I totally agree. Laundry detergent is the simply the most devastating health and environmental toxin on earth. DETERGENTS ARE NOT NON-TOXIC SOAPS FOLKS!! They are toxic petrochemicals, and virtually EVERYONE uses them and flushes them into the water supply. And these poisons are absorbed into our skin all day long--and we wonder why cancer is at a historic high. Read that detergent article.
And BTW, I totally agree with the other two posters. That patented magneticlaundry.com thing REALLY works. I don't know why I have only read about it here and a few other places. It should be everywhere. But you know what? That is what makes Mercola's site so awesome. You will find out about amazing stuff here that you will not hear about anywhere else. Especially in the corrupt mainstream media. Thanks Doc. This site is one of a kind.
You know I always say we can cure cancer - one person at a time!
itsnotjustforsex.blogspot.com/.../she-said-my-knife-piercing-pain-is.html
But it looks like these plastics are causing cancer and other ailments...such as delayed puberty for boys...one hundred at a time.
I was looking around at people the other day at the mall once again. It's clear that we in the US are practically dead people walking...yes, that's overstated but my goodness are we a sick looking lot!

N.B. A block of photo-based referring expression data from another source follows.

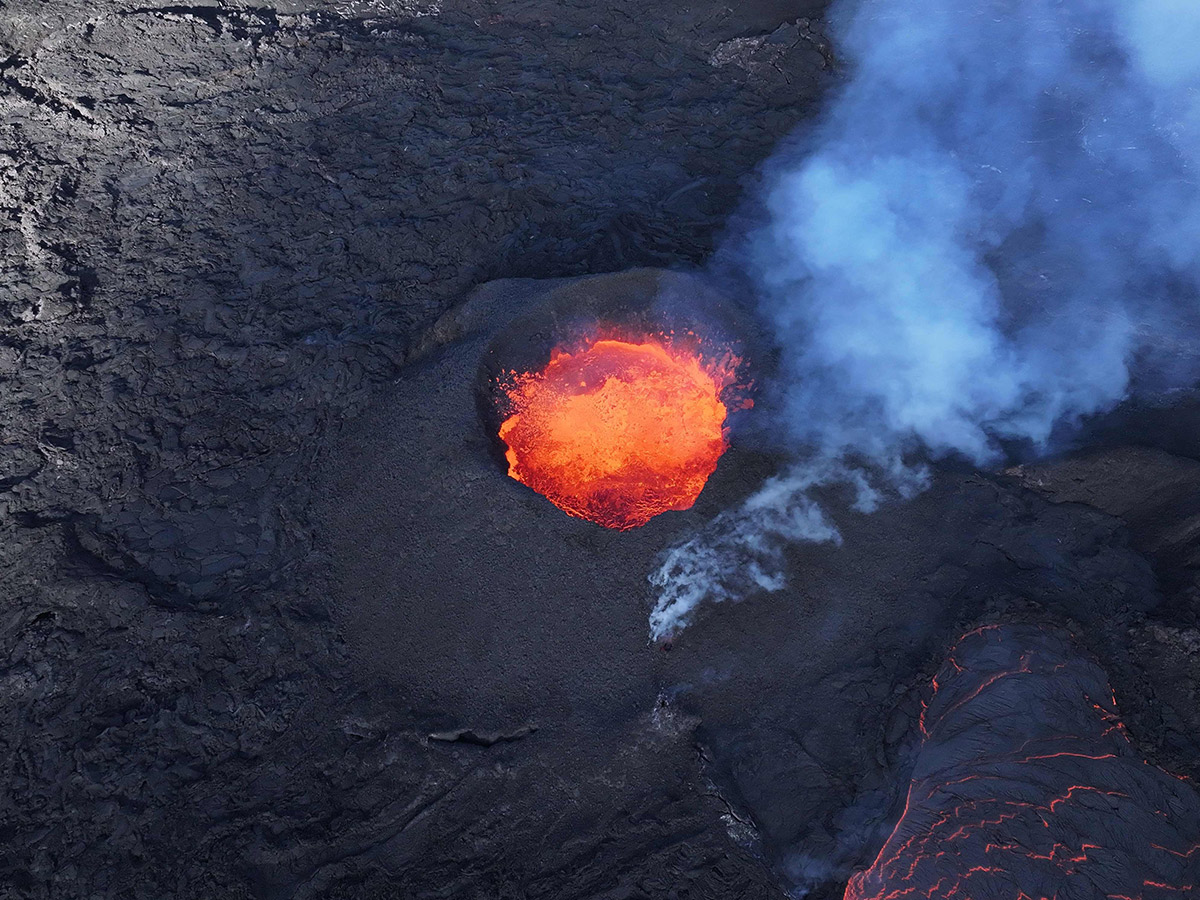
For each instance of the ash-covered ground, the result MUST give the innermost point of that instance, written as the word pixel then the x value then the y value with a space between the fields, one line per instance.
pixel 279 625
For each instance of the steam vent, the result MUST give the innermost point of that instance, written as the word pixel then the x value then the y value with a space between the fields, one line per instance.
pixel 565 450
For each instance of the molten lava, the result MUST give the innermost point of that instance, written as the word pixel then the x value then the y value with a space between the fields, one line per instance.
pixel 617 431
pixel 1027 787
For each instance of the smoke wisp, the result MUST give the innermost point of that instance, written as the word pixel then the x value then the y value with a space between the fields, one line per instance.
pixel 993 233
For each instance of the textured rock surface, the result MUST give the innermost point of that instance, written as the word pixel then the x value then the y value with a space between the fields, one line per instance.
pixel 1025 784
pixel 229 228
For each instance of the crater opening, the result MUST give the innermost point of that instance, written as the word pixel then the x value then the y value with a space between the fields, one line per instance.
pixel 617 407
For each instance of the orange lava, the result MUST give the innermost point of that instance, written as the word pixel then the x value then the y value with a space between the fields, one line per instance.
pixel 619 431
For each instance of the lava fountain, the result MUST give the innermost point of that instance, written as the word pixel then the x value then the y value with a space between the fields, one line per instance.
pixel 617 429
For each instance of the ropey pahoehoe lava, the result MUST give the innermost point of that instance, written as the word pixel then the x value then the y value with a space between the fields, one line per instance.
pixel 619 427
pixel 1027 787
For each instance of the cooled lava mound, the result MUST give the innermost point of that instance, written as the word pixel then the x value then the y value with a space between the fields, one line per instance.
pixel 1026 787
pixel 618 431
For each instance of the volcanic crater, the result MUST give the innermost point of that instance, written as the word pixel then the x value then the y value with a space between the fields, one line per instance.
pixel 281 625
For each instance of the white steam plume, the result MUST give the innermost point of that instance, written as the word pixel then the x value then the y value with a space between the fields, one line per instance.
pixel 994 232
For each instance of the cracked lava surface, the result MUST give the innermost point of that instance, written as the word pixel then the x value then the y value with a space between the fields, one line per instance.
pixel 1026 787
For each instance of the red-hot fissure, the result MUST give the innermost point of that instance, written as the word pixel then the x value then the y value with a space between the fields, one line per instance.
pixel 1026 787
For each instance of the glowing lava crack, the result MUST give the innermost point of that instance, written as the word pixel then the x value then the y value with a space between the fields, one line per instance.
pixel 617 431
pixel 1026 787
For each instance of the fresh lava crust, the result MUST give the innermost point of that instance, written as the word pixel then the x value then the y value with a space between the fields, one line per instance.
pixel 619 429
pixel 1026 787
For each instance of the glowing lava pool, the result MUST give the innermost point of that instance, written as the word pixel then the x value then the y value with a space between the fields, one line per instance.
pixel 619 429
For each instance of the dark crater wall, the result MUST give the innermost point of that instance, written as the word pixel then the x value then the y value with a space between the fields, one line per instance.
pixel 277 627
pixel 1025 784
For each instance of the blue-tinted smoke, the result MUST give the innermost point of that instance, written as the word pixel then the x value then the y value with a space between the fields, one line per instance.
pixel 994 232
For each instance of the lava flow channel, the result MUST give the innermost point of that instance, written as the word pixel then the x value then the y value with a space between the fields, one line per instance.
pixel 617 431
pixel 1026 787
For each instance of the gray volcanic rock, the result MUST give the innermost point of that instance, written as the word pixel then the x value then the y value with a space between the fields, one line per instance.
pixel 1025 784
pixel 238 399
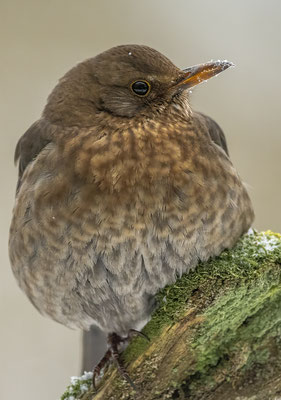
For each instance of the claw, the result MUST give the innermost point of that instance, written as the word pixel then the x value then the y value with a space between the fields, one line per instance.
pixel 113 354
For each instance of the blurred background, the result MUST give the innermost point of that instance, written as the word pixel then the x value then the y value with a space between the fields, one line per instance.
pixel 41 40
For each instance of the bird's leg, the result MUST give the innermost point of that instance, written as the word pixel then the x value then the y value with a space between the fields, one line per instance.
pixel 113 353
pixel 105 360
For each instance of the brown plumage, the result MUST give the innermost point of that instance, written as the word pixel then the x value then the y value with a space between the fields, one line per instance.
pixel 122 188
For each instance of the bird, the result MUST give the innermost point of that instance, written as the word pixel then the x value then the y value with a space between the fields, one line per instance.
pixel 122 188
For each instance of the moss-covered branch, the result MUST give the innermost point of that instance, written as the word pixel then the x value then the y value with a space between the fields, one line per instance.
pixel 215 335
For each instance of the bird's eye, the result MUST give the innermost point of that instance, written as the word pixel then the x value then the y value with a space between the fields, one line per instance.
pixel 141 88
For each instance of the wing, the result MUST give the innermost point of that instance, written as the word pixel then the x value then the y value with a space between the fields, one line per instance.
pixel 31 144
pixel 212 128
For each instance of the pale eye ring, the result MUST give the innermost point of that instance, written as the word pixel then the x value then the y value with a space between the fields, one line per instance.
pixel 140 88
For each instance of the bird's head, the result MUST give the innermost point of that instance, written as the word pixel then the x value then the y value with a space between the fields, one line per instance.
pixel 124 81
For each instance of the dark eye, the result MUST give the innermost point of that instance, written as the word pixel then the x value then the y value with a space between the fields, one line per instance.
pixel 141 88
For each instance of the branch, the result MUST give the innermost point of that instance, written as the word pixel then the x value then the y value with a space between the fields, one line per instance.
pixel 214 336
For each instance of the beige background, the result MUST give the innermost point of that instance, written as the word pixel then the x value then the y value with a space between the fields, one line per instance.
pixel 40 40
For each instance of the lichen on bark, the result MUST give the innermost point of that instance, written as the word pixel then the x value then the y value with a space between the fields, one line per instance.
pixel 214 335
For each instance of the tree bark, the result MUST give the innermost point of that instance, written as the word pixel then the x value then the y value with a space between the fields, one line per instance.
pixel 214 336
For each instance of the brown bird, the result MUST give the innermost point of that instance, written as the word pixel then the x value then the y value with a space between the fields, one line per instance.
pixel 122 188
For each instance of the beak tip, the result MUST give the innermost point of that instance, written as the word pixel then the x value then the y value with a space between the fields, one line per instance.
pixel 226 64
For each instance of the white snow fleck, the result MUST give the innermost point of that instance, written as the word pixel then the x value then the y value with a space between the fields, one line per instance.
pixel 74 380
pixel 87 375
pixel 269 242
pixel 84 387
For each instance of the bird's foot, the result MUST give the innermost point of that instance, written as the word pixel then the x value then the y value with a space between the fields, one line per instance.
pixel 114 341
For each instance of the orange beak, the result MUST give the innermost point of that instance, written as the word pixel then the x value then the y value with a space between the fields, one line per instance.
pixel 201 72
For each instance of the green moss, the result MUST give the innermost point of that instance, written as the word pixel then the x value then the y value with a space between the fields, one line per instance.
pixel 245 263
pixel 79 386
pixel 236 300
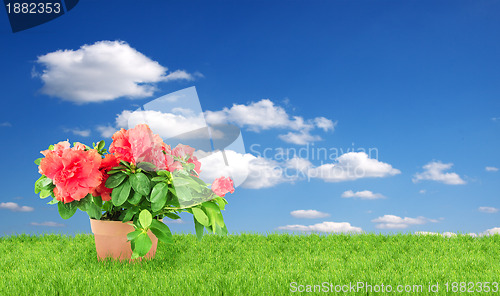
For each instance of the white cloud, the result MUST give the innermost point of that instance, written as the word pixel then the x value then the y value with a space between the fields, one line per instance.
pixel 14 207
pixel 396 222
pixel 106 130
pixel 489 210
pixel 335 227
pixel 47 223
pixel 491 231
pixel 491 169
pixel 435 171
pixel 167 125
pixel 264 115
pixel 352 166
pixel 308 214
pixel 102 71
pixel 365 194
pixel 299 164
pixel 299 138
pixel 78 132
pixel 246 169
pixel 256 116
pixel 324 123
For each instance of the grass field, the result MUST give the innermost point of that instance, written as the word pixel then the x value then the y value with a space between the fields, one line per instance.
pixel 249 264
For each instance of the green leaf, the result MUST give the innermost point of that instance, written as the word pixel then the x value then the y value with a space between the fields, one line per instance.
pixel 221 202
pixel 161 231
pixel 125 163
pixel 94 211
pixel 145 218
pixel 100 145
pixel 159 179
pixel 114 172
pixel 172 216
pixel 66 210
pixel 159 196
pixel 135 199
pixel 129 213
pixel 133 235
pixel 98 201
pixel 147 166
pixel 214 213
pixel 45 182
pixel 115 180
pixel 199 229
pixel 140 183
pixel 37 184
pixel 183 194
pixel 120 194
pixel 200 215
pixel 142 245
pixel 53 202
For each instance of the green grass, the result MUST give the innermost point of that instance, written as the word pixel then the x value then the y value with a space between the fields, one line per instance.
pixel 247 264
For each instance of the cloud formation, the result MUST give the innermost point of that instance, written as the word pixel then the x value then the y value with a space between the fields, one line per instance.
pixel 103 71
pixel 434 171
pixel 352 166
pixel 330 227
pixel 396 222
pixel 492 231
pixel 365 194
pixel 14 207
pixel 265 115
pixel 251 171
pixel 106 131
pixel 308 214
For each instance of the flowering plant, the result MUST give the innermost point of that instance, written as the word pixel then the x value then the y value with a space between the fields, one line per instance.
pixel 140 179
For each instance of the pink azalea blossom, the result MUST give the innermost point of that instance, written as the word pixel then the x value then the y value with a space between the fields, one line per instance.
pixel 222 185
pixel 74 172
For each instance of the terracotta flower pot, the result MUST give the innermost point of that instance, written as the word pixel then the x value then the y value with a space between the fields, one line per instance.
pixel 111 240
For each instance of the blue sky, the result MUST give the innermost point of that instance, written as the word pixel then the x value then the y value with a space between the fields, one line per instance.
pixel 416 80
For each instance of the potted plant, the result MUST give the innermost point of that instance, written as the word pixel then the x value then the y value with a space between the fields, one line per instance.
pixel 129 189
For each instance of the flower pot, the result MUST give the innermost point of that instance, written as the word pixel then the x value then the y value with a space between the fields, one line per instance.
pixel 111 240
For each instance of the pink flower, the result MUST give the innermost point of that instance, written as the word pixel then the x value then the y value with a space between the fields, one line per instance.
pixel 197 164
pixel 79 146
pixel 139 144
pixel 120 146
pixel 58 148
pixel 107 164
pixel 146 147
pixel 74 172
pixel 222 185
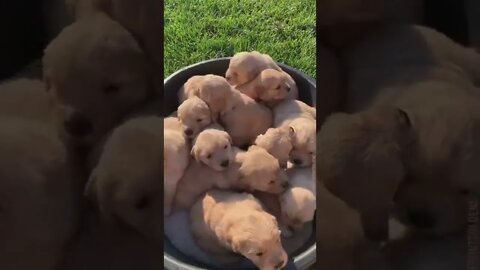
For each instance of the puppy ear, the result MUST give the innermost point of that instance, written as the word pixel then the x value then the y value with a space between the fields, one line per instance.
pixel 89 190
pixel 403 118
pixel 47 79
pixel 195 154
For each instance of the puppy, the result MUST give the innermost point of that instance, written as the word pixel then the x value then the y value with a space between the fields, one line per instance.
pixel 288 110
pixel 138 17
pixel 96 73
pixel 245 66
pixel 431 207
pixel 278 142
pixel 172 123
pixel 212 89
pixel 360 154
pixel 298 202
pixel 175 159
pixel 271 87
pixel 126 183
pixel 195 115
pixel 246 120
pixel 225 223
pixel 303 141
pixel 213 147
pixel 252 170
pixel 39 196
pixel 26 98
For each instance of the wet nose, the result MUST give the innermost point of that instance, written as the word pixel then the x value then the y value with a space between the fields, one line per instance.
pixel 297 161
pixel 280 264
pixel 225 163
pixel 188 132
pixel 78 125
pixel 421 219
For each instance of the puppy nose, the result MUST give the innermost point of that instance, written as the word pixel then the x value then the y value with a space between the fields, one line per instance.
pixel 421 219
pixel 78 125
pixel 225 163
pixel 280 264
pixel 188 132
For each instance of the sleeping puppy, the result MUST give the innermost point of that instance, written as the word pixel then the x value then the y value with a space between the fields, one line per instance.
pixel 278 142
pixel 226 223
pixel 195 115
pixel 303 141
pixel 212 89
pixel 271 87
pixel 126 183
pixel 245 66
pixel 175 159
pixel 213 148
pixel 246 119
pixel 296 206
pixel 298 202
pixel 254 169
pixel 288 110
pixel 96 73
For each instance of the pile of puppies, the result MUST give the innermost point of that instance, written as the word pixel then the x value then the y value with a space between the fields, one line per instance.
pixel 98 70
pixel 238 156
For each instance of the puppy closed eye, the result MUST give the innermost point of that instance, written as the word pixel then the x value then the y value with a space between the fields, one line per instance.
pixel 142 203
pixel 111 89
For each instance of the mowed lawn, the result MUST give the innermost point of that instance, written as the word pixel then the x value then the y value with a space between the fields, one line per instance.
pixel 197 30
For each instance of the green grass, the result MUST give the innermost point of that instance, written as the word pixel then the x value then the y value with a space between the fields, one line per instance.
pixel 197 30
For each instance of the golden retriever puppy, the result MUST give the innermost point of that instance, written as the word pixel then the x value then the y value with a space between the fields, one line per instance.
pixel 212 89
pixel 39 195
pixel 127 181
pixel 26 98
pixel 226 223
pixel 175 159
pixel 304 141
pixel 139 17
pixel 195 115
pixel 246 119
pixel 298 202
pixel 360 154
pixel 96 73
pixel 252 170
pixel 288 110
pixel 213 147
pixel 245 66
pixel 270 86
pixel 278 142
pixel 431 207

When I was a child I was usually the only fat kid in class. Today, half the teens are fighting extra pounds. The adults are doing worse.
There comes a point where the cliff appears. I wouldn't guess when that will be, but it's getting closer. We really need to make some great changes, or down we go.
Sorry to be so dismal...it just that it's so obvious yet it's so ignored.
The best to you.
Kelley Eidem
Together we can cure cancer - one person at a time!
Here in France, as well as our brilliant markets everywhere every week, we have foods in glass jars, organic stuff everywhere, raw milk in the local supermarket, organic eggs and meat. All the fruit and veg is locally grown, boring in the Winter but who cares. AND the pesticides that kill bees (CCD) have been banned since 2002!! Some countries can get it right. Come on USA you can too!!
It's early afternoon on Saturday in Maine, and so far, 29,700 people have read this article. If every one of them voted with their dollars not to buy cans, plastics, cosmetics and cleaners loaded with chemicals...and urged their friends and family to do likewise...eventually manufacturers would follow the money, as they have always done.
Today, while in the supermarket, I educated 4 separate groups of people, in such a way that they were glad to get the message. What have you done today?
Islander, how did you do that? Educate four groups of people? I can't even get my kids to listen - it is seen as criticism no matter how tactfully I phrase it, so I have given up, for the sake of family relations.